BiobiN North America is working with Wawa to develop receptacles of varying sizes – down to 1.5 cy – that can work in areas such as congested cities, where real estate is at a premium and the available footprint for food waste containment may be small. “One thing we’re trying do with our waste program is reduce the number of pick ups,” explains Fred Wood, Business Performance Manager at Wawa, whose father started the convenience retail chain named after the family dairy and Delaware County, Pennsylvania, town where the dairy and corporate headquarters reside. “The problem with recycling is it’s good in name and theory, but it increases the amount of truck traffic to a site.”
Wawa recently installed 10-cy bins at stores in New Castle, Delaware, near WORC, and in West Chester, Pennsylvania. Wawa also will be testing a 3-cy prototype at its corporate headquarters in Wawa, Pennsylvania. “The big containers are too big for most small stores, so we are going to test the smaller units at our corporate center cafeteria and give exposure to our management,” says Wood.

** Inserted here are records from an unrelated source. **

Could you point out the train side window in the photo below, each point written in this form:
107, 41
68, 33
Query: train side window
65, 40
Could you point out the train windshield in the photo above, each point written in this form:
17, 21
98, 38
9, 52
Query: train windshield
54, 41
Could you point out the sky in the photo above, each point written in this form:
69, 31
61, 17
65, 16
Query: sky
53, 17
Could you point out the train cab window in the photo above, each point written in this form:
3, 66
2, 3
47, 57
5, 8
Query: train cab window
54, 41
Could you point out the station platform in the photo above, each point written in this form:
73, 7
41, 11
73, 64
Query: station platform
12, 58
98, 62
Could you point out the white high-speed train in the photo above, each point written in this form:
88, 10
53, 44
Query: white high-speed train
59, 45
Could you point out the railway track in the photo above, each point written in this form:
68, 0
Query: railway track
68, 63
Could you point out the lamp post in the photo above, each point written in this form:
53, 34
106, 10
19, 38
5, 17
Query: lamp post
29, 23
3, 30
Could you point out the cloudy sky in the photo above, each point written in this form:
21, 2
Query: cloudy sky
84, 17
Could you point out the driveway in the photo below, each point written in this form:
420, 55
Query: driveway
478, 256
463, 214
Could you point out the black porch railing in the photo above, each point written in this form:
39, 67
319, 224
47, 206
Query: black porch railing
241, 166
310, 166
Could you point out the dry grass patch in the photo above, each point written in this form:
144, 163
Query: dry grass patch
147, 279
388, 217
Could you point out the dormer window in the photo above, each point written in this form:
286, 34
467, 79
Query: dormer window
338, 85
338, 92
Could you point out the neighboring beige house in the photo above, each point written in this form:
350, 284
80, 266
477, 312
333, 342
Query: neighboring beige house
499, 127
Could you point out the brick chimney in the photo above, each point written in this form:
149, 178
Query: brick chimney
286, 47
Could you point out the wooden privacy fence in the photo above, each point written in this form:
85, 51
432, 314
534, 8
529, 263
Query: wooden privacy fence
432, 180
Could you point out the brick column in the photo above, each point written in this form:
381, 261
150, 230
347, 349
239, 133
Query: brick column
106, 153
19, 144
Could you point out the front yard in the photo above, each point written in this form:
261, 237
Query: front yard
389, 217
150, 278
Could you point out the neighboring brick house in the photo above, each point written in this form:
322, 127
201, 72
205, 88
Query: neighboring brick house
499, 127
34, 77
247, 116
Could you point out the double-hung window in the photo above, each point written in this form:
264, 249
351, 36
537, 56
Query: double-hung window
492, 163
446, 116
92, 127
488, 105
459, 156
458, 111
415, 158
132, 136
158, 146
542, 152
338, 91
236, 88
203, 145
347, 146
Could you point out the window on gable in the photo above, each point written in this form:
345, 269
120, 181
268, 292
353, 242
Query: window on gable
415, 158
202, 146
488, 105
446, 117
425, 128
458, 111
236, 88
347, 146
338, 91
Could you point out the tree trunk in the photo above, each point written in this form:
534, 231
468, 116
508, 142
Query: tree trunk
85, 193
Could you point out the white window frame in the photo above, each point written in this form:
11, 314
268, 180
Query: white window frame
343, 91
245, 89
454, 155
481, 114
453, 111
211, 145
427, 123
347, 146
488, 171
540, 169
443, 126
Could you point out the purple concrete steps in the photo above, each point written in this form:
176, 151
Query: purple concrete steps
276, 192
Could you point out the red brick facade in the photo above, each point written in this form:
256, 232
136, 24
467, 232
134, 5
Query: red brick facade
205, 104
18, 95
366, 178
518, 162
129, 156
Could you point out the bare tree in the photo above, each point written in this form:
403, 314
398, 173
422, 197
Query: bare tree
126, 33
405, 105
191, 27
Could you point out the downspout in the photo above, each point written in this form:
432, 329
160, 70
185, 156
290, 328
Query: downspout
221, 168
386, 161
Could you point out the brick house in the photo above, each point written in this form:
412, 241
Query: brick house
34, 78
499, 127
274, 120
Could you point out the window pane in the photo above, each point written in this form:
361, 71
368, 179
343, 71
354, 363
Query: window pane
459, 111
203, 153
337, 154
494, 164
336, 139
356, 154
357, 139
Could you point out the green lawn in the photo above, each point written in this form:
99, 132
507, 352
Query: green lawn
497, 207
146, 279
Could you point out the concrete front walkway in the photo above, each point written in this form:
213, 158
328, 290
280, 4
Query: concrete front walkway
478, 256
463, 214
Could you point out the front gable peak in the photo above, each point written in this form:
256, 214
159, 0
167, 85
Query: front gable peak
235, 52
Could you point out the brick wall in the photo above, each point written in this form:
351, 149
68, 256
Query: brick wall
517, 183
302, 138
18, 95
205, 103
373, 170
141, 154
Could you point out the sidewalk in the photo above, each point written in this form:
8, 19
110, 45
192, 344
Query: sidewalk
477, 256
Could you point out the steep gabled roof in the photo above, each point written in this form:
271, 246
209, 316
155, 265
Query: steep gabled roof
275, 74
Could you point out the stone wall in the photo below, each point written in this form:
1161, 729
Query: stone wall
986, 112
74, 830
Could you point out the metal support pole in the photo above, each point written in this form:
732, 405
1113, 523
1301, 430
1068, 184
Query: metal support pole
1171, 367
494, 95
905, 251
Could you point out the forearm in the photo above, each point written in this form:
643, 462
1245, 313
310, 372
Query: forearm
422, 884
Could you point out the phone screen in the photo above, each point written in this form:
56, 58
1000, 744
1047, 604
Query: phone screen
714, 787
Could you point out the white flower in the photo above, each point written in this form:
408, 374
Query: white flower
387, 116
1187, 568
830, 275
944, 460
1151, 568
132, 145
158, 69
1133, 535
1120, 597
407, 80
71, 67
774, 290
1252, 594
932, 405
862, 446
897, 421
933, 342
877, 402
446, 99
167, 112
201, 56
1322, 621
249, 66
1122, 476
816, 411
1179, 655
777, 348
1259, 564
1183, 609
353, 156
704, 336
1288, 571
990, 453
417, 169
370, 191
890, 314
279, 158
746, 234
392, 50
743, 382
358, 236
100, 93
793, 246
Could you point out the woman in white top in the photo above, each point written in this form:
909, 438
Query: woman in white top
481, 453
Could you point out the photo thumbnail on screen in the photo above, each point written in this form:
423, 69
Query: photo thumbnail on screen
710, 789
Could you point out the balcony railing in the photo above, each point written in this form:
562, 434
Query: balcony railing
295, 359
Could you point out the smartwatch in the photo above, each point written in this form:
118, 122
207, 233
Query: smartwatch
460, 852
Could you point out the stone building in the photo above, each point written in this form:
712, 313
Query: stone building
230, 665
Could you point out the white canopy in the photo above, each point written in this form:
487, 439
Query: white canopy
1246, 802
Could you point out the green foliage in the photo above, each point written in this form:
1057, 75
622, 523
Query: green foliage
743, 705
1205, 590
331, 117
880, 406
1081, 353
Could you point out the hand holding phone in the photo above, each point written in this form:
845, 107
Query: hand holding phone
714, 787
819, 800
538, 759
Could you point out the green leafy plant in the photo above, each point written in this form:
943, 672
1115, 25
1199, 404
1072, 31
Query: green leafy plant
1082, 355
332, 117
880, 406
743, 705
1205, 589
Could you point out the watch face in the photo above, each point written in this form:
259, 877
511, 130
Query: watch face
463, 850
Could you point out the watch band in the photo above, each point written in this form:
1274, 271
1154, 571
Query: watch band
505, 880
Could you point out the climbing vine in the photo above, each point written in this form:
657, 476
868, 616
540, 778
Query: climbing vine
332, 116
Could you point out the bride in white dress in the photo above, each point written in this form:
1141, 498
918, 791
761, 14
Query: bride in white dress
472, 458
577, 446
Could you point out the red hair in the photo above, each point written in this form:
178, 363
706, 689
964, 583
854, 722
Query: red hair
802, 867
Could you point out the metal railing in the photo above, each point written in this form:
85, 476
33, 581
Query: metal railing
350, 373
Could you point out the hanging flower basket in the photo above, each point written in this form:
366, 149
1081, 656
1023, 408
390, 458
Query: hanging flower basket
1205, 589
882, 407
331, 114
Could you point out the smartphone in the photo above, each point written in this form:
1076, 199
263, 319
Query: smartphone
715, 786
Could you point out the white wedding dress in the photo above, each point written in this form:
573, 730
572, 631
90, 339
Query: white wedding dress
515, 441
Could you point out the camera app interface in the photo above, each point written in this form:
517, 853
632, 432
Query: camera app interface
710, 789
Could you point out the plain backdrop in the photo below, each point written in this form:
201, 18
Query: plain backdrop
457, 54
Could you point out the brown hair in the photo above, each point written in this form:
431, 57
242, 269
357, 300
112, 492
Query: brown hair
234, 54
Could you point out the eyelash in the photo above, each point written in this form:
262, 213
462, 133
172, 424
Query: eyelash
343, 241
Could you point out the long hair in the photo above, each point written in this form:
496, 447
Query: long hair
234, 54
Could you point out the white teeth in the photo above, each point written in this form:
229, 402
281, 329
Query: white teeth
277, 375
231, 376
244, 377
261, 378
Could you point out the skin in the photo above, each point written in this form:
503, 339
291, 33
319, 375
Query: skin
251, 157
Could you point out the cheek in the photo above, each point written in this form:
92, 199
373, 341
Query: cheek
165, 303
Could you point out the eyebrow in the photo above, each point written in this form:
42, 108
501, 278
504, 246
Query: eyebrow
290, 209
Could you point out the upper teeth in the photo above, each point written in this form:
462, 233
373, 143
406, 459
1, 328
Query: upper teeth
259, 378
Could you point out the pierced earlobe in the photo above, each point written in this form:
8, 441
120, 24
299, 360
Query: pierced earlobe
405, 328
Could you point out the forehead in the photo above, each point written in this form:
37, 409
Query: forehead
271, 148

According to Judy Ward, president and CEO of AES, the Wawa in Royersford has cut out an average of 8 to 9 trash trips per month. “There are both economic and environmental advantages to this,” she says. “They used to collect trash four times a week; now they collect trash twice a week and the food waste bin every six weeks.” Her company started out as an equipment service provider and waste consultant to Wawa, and that evolving relationship is now partially driving development of the North American version of the BiobiN. With 580 Wawa stores operating across Pennsylvania, New Jersey, Delaware, Maryland and Virginia, a multitude of situations must be accommodated. Wood explains he likes the flexibility of the smaller 1.5- to 3-cy units. “If we need more capacity, then we will just add another one,” he says. “The biofilter is designed to take on a multitude of smaller units.”
Ward adds that Wawa’s infrastructure cost also is less. “They don’t have to install gates and concrete pads as with the roll-off units,” she explains. “The smaller unit still offers more capacity than standard toters, but with a little more flexibility than the larger roll-off version.” She points out that contaminants are easy to spot in the top-loading containers. Clients are given a long wooden-handled trash picker to remove items that shouldn’t be in the bin.
Wawa is no stranger to adaptation. Fred Wood’s father, dairyman Grahame Wood, opened the first Wawa Food Market in 1964 when home delivery of milk was falling out of fashion. It helped usher in the 24-hour convenience store in the 1970s, introduced no-surcharge ATMs and gasoline/convenience retail operations in the mid-1990s and touch-screen-order delis at the turn of the millennium. “It morphs along and keeps changing every generation,” Wood adds. “Our new store prototypes always include gasoline — and now we’ve started to pilot diesel in some locations. One of our core values is to embrace change; so we are constantly watching and responding to customer’s changing needs and preferences. And if the market changed, we would change with the market. Once again, it’s a supply and demand issue. As more biofuels are available and more cars run on them, maybe this would be more attractive.”
Both Wawa’s and the Marriott’s high-level involvement and willingness to experiment have driven the creation of BiobiN North America as well as the evolution of the product. And while her two clients are both realizing the economic benefits of diverting organics from the landfill – and would be way out front should any future legislative mandate require such diversion – Ward says the venture is also about taking an environmental leadership position. “That is exactly what Mr. Marriott tells all his employees,” confirms Storer.